Flying to Texas this week and then UK in a month. Can’t wait. I still think flying’s romantic. I’m just old, I guess.
What a wonderful STORY about not so wonderful flight!
I’ve been Following you for years!
Nicely done. I have the same feelings about the C-47 (DC-3) when I used to have to sit in one of them for a few hours. I know they are one of the safest aircraft in the military but those are statistics that I’m always leery of. Is someone “cooking the books” to keep them flying? lol
Thanks for the memories,
Eric
I always look forward to your posts. This one was particularly fun, eliciting some out-loud chuckles. Gail
Excellent essay, Patrick. I really enjoyed reading this.
You’ve outdone yourself, Patrick: This vividly detailed narrative exceeds your “Propellers, Polyester and Other Memories” piece, which I just reread for old times’ sake.

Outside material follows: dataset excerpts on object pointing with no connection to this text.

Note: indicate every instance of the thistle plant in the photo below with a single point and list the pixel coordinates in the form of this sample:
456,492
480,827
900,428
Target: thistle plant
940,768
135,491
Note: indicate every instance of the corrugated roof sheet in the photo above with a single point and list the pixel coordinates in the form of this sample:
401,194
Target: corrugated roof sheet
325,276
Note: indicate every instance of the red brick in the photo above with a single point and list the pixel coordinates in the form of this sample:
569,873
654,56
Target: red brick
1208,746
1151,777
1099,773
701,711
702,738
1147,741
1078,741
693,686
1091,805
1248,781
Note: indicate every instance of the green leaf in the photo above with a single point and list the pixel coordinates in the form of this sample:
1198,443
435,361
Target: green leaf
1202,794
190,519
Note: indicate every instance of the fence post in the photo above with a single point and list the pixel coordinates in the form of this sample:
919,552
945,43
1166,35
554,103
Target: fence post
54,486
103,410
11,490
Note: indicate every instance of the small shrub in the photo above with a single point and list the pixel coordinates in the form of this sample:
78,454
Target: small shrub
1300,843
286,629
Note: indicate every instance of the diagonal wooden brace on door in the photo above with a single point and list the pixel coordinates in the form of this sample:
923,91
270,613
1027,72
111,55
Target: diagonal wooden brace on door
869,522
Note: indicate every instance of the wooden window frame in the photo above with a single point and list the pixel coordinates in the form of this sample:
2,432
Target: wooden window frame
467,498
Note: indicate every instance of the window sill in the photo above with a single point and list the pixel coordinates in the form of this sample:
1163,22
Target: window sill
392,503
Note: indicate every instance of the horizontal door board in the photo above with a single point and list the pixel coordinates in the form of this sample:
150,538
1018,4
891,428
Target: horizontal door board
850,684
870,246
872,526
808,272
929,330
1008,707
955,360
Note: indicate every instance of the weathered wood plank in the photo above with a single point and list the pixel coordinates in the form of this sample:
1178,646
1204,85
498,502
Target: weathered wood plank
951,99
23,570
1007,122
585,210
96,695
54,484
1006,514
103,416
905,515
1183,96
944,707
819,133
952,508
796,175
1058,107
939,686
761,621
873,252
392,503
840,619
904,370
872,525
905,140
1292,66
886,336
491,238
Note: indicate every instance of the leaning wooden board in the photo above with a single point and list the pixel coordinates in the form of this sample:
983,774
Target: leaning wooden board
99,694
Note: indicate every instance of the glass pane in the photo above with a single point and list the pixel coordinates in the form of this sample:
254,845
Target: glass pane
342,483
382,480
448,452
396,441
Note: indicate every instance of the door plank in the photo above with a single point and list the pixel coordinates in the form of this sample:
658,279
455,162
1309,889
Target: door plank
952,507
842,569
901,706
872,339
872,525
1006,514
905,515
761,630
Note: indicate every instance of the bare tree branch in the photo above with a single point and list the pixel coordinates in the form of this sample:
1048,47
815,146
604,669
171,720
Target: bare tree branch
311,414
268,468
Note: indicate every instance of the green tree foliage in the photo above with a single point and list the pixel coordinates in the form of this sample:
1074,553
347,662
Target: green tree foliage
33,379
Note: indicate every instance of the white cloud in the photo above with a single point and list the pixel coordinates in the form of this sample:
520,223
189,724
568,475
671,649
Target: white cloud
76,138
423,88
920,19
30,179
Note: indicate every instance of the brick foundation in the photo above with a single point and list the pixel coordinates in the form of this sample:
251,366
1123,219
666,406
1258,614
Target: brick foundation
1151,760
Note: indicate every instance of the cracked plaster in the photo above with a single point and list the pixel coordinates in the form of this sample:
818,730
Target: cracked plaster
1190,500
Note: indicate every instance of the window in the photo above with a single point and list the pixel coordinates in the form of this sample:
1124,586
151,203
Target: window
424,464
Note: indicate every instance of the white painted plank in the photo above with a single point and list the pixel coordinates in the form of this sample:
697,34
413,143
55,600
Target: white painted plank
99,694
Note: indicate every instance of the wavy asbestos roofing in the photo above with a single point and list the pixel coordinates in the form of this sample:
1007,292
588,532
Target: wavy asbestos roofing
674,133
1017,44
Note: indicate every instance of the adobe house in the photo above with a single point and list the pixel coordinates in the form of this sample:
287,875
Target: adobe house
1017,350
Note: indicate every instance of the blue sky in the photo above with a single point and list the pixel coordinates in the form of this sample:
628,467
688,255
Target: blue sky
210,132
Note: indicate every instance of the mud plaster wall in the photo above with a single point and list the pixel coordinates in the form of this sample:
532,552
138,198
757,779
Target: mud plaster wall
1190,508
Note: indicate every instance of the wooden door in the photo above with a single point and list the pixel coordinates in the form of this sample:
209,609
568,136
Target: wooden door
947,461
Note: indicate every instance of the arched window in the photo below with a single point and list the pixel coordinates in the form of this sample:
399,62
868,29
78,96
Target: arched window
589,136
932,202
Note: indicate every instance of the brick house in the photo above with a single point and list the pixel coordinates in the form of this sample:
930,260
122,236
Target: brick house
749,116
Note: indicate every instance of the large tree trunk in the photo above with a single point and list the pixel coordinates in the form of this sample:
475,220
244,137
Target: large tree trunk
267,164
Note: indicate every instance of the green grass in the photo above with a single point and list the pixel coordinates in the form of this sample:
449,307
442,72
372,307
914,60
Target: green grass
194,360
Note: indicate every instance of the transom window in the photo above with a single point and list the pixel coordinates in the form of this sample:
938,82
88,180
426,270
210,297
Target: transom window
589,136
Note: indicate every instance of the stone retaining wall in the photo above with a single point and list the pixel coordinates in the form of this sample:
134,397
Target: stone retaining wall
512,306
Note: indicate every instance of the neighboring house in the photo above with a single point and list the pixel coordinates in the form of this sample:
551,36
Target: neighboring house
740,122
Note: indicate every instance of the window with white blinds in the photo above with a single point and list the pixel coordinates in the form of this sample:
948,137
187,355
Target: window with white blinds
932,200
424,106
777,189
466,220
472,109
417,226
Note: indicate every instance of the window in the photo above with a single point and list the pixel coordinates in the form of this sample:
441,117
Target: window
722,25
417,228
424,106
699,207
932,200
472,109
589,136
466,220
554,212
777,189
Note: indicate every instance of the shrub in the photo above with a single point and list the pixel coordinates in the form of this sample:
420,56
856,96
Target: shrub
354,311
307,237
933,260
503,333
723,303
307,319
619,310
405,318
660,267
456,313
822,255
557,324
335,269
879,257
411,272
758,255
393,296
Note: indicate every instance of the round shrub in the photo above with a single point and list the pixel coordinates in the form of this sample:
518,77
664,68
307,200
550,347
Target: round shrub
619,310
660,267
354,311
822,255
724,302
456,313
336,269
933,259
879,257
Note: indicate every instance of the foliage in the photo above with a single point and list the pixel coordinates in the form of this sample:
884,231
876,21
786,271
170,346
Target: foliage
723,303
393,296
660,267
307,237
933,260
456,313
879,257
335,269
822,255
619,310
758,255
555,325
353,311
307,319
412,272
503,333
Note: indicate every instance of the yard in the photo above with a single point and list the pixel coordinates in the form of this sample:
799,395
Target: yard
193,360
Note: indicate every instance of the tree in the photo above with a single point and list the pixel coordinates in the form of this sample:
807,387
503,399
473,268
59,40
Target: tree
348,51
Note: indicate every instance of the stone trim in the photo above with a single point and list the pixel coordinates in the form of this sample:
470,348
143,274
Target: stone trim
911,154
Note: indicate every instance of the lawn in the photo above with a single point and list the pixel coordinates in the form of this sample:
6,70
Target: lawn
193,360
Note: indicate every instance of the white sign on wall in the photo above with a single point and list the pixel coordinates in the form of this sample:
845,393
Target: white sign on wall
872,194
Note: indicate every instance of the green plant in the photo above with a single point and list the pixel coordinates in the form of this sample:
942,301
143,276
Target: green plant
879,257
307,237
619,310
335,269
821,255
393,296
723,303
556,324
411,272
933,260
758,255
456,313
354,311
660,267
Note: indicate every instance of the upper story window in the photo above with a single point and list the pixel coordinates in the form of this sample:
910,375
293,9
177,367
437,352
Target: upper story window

And it brings back some memories for me: That panel looks almost exactly like the one in the King Airs that I used to fly. Great reading!
Yup, the 99 and the King Air are in many ways the same plane.
A wonderful story, wonderfully told. Sucks that your vacation started like this, but your loss is your readers’ gain.
Your blog is one of my favourites. This piece – peak Patrick Smith brilliance.